Ein Ungleichgewicht im Darmmikrobiom kann zu verschiedenen Krankheiten führen, wie zum Beispiel entzündliche Darmerkrankungen, Reizdarmsyndrom oder sogar psychische Störungen wie Depressionen und Angstzustände.

Eine vielfältige Ernährung und die Aufnahme von Superfoods können helfen, das Gleichgewicht im Darmmikrobiom wiederherzustellen und das Risiko dieser Krankheiten zu reduzieren.

Ballaststoffe – die Wichtigkeit der Nährstoffe für das Mikrobiom

(Quelle: Adobe Stock)

Das Darm-Mikrobiom, ein komplexes Ökosystem aus Milliarden von Bakterien, Viren, Pilzen und anderen Mikroorganismen, spielt eine entscheidende Rolle für unsere Gesundheit. Eine ausgewogene Ernährung, die reich an verschiedenen Nährstoffen ist, trägt wesentlich zur Aufrechterhaltung eines gesunden Darm-Mikrobioms bei.

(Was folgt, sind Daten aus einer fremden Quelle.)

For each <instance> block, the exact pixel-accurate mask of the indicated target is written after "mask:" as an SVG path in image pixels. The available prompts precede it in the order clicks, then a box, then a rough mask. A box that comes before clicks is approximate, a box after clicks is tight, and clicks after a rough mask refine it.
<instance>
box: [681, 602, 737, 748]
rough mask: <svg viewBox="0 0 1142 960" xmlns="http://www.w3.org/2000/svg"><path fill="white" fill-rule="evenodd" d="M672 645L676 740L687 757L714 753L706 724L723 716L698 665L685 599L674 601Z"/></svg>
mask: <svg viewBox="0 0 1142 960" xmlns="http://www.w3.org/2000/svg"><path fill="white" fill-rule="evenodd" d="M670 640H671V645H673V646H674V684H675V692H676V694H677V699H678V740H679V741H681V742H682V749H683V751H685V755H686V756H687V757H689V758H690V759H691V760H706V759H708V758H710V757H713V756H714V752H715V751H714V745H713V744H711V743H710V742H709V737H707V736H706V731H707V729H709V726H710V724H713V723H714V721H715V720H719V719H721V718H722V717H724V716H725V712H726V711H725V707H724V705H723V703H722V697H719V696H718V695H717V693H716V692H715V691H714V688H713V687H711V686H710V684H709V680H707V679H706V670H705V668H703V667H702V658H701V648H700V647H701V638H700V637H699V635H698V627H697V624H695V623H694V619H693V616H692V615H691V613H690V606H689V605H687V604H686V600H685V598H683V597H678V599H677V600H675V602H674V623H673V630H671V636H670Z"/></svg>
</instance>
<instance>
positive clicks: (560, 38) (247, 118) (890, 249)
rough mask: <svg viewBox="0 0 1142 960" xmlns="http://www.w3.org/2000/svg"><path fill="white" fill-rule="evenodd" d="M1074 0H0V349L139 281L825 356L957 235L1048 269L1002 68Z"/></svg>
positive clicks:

Einer der wichtigsten Nährstoffe für das Darm-Mikrobiom sind Ballaststoffe. Sie sind unverdauliche Substanzen, die in vielen pflanzlichen Lebensmitteln wie Vollkornprodukten, Obst, Gemüse und Hülsenfrüchten vorkommen. Ballaststoffe fördern das Wachstum von nützlichen Bakterien, indem sie als Nahrung für diese dienen. Diese Bakterien produzieren kurzkettige Fettsäuren, die entzündungshemmende Eigenschaften besitzen und die Darmbarriere stärken.

Auch Eiweiße sind für das Darm-Mikrobiom von Bedeutung. Sie sind aus einer großen Anzahl von Aminosäuren aufgebaut, die für die Synthese von Enzymen und anderen Proteinen benötigt werden. Eine ausreichende Proteinversorgung kann das Wachstum von bestimmten Bakterienarten im Darm fördern, die für die Gesundheit von Vorteil sind. Dabei sollte jedoch darauf geachtet werden, dass ein Übermaß an tierischen Proteinen das Gleichgewicht des Darm-Mikrobioms stören kann, da sie die Produktion von toxischen Verbindungen fördern können.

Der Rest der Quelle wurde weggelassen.